Steam (water vapor) at 100 degrees C enters an insulated vessel containing 100 g of ice at 0 degrees C. How much steam must be introduced into the vessel so that equilibrium 50 g of the ice has melted and 50 g of the ice remains?

Specific heat of water = 4.184 J/K g

Latent heat of fusion of ice = 333 J/g

Latent heat of vaporization of water = 2260 J/g

1. I'll convert all mass measures into kg, energy into kJ.

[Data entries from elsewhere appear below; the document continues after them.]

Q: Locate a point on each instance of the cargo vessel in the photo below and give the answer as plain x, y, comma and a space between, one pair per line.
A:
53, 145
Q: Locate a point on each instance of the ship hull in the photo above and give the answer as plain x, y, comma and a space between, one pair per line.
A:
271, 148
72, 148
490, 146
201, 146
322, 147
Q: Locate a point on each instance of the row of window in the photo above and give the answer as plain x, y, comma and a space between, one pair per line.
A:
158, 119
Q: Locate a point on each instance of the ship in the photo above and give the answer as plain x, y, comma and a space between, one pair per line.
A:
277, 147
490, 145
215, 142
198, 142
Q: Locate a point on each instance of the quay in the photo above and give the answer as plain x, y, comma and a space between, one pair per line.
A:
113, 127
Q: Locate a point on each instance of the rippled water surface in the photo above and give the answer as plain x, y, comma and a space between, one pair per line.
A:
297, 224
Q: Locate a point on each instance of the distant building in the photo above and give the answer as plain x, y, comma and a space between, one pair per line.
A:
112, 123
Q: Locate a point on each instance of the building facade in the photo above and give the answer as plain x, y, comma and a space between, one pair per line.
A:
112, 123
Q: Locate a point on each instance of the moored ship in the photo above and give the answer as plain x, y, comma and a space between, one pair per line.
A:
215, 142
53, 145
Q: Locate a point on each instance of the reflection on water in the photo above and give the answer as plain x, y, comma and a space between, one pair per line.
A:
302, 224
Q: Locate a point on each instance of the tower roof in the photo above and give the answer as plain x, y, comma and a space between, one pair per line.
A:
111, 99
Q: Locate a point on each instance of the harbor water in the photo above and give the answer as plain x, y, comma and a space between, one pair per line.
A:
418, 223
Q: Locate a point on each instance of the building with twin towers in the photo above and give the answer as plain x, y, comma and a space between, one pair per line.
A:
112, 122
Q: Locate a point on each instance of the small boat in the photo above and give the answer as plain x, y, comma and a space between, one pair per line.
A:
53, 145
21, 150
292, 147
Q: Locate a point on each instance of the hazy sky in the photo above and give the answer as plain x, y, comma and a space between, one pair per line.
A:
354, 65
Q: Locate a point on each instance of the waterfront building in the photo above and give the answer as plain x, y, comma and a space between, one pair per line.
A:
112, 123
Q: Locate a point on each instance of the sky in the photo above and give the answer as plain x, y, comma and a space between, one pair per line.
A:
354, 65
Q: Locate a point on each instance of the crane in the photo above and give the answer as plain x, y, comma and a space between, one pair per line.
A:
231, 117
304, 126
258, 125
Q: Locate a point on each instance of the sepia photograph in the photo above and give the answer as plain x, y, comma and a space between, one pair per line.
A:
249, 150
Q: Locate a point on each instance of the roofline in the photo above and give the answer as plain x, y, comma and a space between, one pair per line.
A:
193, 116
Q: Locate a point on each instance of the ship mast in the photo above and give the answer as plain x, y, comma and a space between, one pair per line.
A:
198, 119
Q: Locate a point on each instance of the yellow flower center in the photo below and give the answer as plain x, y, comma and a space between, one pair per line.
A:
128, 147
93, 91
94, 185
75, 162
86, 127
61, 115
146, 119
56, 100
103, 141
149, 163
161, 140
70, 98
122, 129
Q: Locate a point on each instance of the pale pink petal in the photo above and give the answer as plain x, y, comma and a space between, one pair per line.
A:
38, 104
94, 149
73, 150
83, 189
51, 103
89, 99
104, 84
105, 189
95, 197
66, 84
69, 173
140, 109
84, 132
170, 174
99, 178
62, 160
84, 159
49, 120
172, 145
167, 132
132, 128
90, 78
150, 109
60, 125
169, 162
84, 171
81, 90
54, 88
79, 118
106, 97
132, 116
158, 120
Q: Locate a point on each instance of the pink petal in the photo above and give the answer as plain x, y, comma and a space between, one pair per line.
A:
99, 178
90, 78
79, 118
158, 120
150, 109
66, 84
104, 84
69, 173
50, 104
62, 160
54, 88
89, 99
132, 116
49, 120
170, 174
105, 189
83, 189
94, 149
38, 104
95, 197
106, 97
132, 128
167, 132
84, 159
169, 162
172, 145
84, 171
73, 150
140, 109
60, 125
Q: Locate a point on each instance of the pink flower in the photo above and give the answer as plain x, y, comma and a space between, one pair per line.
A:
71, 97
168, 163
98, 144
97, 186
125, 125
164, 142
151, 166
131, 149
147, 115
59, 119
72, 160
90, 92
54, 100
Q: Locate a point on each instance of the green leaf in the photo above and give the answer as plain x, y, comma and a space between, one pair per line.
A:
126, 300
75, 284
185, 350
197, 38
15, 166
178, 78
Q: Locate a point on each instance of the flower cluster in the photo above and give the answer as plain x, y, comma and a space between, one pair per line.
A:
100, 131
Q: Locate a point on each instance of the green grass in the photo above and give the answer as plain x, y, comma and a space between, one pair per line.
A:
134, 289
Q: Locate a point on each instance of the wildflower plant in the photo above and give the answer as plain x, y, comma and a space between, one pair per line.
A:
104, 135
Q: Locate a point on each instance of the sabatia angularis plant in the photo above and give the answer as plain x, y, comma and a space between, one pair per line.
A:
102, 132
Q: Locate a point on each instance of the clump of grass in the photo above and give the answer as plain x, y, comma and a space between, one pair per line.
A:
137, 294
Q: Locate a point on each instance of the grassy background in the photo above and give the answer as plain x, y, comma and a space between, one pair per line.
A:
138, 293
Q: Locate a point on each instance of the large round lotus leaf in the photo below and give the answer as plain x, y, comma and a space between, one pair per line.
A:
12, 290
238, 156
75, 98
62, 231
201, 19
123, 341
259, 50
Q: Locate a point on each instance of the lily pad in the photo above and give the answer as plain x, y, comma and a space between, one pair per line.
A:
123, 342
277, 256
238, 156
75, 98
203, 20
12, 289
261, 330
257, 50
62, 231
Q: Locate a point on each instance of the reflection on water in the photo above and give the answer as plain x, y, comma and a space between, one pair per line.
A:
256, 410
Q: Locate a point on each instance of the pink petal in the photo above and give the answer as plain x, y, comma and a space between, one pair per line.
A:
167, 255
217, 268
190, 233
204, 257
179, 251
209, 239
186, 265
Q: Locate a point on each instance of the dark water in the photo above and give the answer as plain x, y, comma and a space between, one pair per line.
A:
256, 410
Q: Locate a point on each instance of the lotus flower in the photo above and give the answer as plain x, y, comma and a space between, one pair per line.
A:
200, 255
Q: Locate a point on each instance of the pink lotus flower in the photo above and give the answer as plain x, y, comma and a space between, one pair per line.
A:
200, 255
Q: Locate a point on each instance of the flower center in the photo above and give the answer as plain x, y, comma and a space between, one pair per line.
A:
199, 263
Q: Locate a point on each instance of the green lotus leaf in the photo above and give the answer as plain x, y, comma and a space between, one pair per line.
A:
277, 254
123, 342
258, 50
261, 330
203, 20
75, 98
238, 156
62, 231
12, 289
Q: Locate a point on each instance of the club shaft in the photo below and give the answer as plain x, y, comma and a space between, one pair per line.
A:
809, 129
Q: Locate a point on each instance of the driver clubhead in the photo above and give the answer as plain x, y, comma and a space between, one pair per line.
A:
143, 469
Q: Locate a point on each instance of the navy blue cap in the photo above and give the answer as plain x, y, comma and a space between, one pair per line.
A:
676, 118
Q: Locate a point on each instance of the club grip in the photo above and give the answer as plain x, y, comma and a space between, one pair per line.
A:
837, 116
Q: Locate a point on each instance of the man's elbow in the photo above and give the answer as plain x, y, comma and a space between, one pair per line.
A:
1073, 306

2. Melting 0.05 kg of ice needs \(\displaystyle 0.05\ kg \cdot 333 \tfrac{kJ}{kg}\)

3. When steam condensates to water you have water of a temperature of 100°C. This hot water cools down to 0°C melting the ice too!

4. Solve for m (= mass of steam)

\(\displaystyle \underbrace{0.05\ kg \cdot 333 \tfrac{kJ}{kg}}_{\text{melting ice}} = \underbrace{m \cdot 2260 \tfrac{kJ}{kg}}_{\text{steam to water}} + \underbrace{m \cdot 4.184 \tfrac{kJ}{kg \cdot K} \cdot (100^\circ-0^\circ)K}_{\text{cool down water}}\)

5. I've got 0.0435 kg = 43.5 g